Bad debts in China are well underestimated because authorities persist in propping up weak companies and bailing out local investors, according to DAC Management LLC.
The Chicago-based asset management and advisory firm, which focuses on distressed credit and special situations in China, says the worst is yet to come, and that means lots of opportunities for the world’s biggest distressed debt traders.
Nonperforming loans at Chinese banks jumped by the most since 2005 in the third quarter to 766.9 billion yuan ($125.3 billion), official statistics released earlier this month showed. The People’s Bank of China has injected 769.5 billion yuan into its banking system over the past two months to support an economy growing at the slowest pace in more than a decade.
“They keep reporting such a low number for so many years, there’s only one way it can go — up,” DAC founder Philip Groves said in an interview in Hong Kong yesterday. “We’ve yet to see it because if you look at corporate defaults, they keep getting covered by the government. At some point, they can’t cover every single one.”
DAC manages about $400 million of its own and clients’ money onshore in China. It first bought Chinese bad loans in December 2001 from China Orient Asset Management Corp., one of four asset management companies created by the government to buy, repackage and onsell soured debt, Groves said.
Sporadic Activity
While China’s bad loan ratio is relatively small versus other countries in Asia — soured loans are equivalent to 1.16 percent of total advances compared with 3.88 percent in Vietnam and 0.86 percent in South Korea — their total is still in an order of magnitude greater than the funds raised by distressed investors, Groves said.
There hasn’t been enough capital to soak up the nonperforming debt and much ends up being reabsorbed by the government, he said. That’s why distressed activity in China has been “sporadic” over the past 10 years and why some large investors aren’t participating. “It never became a market where you could put a billion dollars to work in a year,” Groves said. “But if the wave of bad debt comes, and there are things to buy, the money will follow.”

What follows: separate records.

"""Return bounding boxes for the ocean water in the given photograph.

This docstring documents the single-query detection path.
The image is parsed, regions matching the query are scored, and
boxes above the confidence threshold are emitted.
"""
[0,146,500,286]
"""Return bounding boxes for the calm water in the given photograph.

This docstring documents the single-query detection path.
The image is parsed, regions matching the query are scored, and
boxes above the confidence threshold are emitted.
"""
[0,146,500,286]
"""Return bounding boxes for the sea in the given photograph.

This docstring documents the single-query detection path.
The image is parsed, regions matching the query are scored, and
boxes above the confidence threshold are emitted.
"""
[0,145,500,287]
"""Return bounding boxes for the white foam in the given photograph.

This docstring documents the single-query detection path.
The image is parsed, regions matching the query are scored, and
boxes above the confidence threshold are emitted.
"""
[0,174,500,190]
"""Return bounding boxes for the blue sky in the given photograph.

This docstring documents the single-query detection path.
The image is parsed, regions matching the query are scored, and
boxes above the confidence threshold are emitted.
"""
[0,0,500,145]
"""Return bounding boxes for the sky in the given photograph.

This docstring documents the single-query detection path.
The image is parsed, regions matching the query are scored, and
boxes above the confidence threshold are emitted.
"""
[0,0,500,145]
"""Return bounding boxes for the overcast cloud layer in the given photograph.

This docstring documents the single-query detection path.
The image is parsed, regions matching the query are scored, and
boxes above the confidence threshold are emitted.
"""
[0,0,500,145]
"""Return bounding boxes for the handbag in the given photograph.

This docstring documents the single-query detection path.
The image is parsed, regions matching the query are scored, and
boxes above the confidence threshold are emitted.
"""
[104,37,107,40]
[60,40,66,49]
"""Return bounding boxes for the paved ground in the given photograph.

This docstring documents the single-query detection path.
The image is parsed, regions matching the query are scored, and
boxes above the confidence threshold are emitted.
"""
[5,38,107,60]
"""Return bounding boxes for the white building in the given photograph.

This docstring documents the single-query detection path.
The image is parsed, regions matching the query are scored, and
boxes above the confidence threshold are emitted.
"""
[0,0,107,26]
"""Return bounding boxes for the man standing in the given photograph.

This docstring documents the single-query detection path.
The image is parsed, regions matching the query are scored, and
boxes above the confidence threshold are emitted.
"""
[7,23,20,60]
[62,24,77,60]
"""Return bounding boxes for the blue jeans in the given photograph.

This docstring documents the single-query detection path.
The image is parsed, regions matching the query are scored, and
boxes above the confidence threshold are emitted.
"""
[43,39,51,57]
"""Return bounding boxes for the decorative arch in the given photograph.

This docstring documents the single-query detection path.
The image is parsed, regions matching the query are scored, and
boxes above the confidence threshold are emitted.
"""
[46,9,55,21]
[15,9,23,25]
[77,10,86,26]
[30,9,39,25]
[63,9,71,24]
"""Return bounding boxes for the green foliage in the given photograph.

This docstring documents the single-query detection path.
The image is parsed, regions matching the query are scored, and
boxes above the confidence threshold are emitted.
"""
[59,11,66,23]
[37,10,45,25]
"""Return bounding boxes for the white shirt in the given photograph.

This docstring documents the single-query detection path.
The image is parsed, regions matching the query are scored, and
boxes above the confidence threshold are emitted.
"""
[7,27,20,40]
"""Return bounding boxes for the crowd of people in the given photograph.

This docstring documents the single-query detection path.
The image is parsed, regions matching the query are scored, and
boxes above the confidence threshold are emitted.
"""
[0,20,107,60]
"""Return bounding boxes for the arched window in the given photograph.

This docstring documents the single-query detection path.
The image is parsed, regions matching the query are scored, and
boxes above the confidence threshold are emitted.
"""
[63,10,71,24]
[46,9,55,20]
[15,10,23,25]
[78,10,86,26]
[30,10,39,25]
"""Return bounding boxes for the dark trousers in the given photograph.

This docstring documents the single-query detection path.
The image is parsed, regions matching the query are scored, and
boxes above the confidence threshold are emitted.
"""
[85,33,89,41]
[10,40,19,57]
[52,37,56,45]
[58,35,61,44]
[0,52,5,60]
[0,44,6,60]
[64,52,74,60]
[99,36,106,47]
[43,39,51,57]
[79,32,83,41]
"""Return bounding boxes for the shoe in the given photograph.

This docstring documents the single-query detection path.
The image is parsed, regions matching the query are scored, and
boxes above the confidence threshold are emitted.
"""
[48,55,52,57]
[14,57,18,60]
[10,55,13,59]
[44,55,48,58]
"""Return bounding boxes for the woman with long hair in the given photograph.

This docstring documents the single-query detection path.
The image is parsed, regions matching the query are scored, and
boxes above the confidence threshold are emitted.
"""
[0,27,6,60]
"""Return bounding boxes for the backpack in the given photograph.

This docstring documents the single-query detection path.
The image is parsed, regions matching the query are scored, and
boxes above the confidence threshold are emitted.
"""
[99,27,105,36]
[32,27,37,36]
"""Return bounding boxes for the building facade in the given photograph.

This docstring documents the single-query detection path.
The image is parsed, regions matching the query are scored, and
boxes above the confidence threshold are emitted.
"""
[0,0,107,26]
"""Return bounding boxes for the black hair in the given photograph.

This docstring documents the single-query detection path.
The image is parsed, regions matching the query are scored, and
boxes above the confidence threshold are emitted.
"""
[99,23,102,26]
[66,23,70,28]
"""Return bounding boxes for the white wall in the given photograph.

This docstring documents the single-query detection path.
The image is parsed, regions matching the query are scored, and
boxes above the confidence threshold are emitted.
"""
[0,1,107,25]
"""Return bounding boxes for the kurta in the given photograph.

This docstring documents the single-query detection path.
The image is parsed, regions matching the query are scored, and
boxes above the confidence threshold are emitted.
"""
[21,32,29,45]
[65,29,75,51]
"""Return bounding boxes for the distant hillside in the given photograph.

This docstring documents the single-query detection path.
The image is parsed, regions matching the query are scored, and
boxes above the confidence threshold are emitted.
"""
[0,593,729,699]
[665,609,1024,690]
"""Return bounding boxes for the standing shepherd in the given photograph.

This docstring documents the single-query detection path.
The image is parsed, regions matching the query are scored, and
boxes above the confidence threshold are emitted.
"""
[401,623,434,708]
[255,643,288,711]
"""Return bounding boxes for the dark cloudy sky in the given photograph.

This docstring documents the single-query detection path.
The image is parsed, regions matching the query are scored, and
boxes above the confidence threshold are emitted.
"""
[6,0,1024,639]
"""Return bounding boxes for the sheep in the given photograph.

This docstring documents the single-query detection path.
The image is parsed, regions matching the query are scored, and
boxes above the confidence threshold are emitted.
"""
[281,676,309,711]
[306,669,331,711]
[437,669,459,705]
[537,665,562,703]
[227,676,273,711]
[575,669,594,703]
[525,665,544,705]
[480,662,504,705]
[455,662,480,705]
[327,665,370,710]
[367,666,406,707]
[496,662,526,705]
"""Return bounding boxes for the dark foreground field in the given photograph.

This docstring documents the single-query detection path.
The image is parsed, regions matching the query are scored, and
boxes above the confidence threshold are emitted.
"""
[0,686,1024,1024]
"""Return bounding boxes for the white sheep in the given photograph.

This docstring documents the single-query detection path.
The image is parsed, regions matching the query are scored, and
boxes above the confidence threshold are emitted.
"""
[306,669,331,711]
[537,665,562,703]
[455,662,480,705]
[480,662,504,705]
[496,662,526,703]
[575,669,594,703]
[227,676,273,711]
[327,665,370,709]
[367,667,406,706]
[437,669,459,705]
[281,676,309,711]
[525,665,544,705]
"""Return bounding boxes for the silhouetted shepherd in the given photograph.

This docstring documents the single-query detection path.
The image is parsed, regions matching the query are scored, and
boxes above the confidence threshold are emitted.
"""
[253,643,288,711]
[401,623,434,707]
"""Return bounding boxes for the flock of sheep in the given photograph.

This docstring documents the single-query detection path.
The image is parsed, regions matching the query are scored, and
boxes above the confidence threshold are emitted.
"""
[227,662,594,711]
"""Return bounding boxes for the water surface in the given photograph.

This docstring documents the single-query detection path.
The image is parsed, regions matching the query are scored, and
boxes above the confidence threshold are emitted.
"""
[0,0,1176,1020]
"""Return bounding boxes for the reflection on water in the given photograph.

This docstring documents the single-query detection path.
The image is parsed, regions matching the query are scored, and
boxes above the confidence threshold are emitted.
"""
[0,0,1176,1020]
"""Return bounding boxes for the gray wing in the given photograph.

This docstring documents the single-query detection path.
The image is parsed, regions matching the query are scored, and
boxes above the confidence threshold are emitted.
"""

China’s three other asset management companies are China Cinda Asset Management Co., the biggest bad loans manager, China Great Wall Asset Management Corp. and China Huarong Asset Management Corp. The four were established in 1999 in an attempt to rid banks of some 1.4 trillion yuan in soured loans.
Government Rescues
Oaktree Capital Group LLC, the world’s biggest distressed debt investor, joined with China Cinda in November 2013 to tap what it said were “unique opportunities” in the country’s real estate market. Debt buyers at Nomura Holdings Inc. and Bank of America Corp. said they’ll be paying more attention to Chinese developers in 2015.
Closely held developer Zhejiang Xingrun Real Estate Co. collapsed in March while Haixin Iron & Steel Group, an unlisted Chinese steelmaker in Shanxi province that halted production because of a capital shortage, started bankruptcy proceedings earlier this month, making it the largest mill in the nation to enter the procedure.
Many other companies however have been the subject of government rescues. Huatong Road & Bridge Group Co. averted failure in July thanks to funds from local governments and bond underwriters. And Shanghai Chaori Solar Energy Science & Technology Co., the only company to have defaulted in China’s $4.2 trillion onshore bond market, got the money to repay investors from a state-backed asset manager in October.
Extending Loans
“In China, we see a lot of opportunities out there, especially among Chinese banks,” Hanson Wong, Hong Kong-based chief executive officer of Belos Capital (Asia) Ltd. said in an interview. “They are facing some difficulty right now, they cannot keep extending their loans time and time again.”
If more companies are allowed to fail, competition for nonperforming loans will intensify and the likes of Oaktree, Lone Star Capital Management Inc. and Cerberus Capital Management LP could build a meaningful presence in China, DAC’s Groves said.
Syndicated loan facilities in China are already a record $46.4 billion this year, according to data compiled by Bloomberg. In Hong Kong, the total $60.6 billion thus far is approaching the record $63.9 billion in all of 2013.
KPMG LLP doubled headcount at its China restructuring practice after Premier Li Keqiang unveiled measures last December aimed at excising nonperforming assets at state-owned companies to boost their returns, Eddie Middleton, KPMG’s Asia-Pacific division chief, said in Hong Kong yesterday.
Difficult Situations
According to Middleton, using a bankruptcy process is becoming more common in bank and stateowned enterprises’ responses to difficult situations, whereas that wasn’t the case even two to five years ago in China.
DAC employs about 50 people in China and has acquired more than 25 billion yuan of bad debts since it first bought the soured loans from China Orient in 2001, Groves said.
“When you see restructuring advisers getting hired by state-owned enterprises and Big Four accounting firms helping banks to get rid of distressed assets, you know it’s coming,” he said.